Ácaros e piolhos também são filhos de gente. Um bem-haja a eles por isso mesmo. 
Para todos esses filhos e filhas do desconhecido.
Que urgem desesperados em serem alguém neste jardim à beira-mar plantado.
Pois nunca haverá uma meia poesia que nos despeça dessa nossa burguesia e todos os seus edénicos privilégios. 
Admirarás no entanto sempre a beleza entre todos os actos de escolha. 
Ser alguém. Sem pressas nem idade. 
Crescer nesta sociedade é como crescer numa masmorra. 
Em nome da vida apenas e só. Vamos almejar os silêncios de cristal ao sabor dos licores.
Vamos retribuir como selvagens para a noite dos corpos. E dancemos. Dancemos como ávidos predadores entre rodopiantes céus estrelados.
Fomos formatados à nascença para sugarem nos a alma por completo. 
Na febre de sangue e pavor, exigem nos para sermos alguém mas não valorizam o individualismo nem o individuo. 
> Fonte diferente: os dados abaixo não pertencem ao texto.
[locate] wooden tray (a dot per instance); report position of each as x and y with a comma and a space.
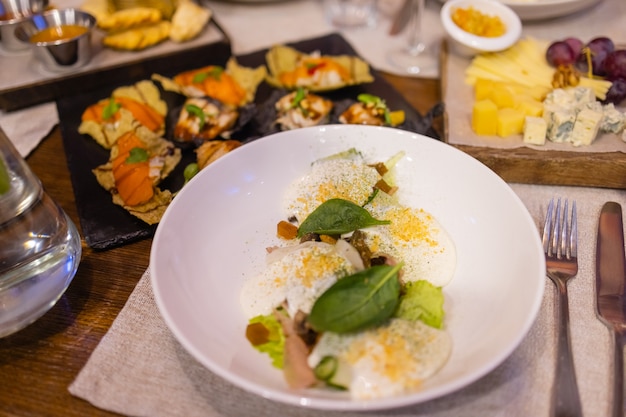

A alma não é mais pertença nossa.
E quando a alma não chega os sodomitas rastejantes saem dos seus buracos para procurarem os restos entre os corpos esquecidos.
Julgava ter já visto tudo aqui, forjado na guerra, qual Aquiles invencível em mil batalhas. 
Julgava ter redescoberto aquela voz que nos reconduziria à eficácia de existir, à sageza, pronto-socorro de um estado de espírito inigualável.
No entanto prometi a mim mesmo que não voltaria a atentar contra a vida. 
Almofariz de uma estrela, esse corpo porta em si a alma de um piolho com dignidade.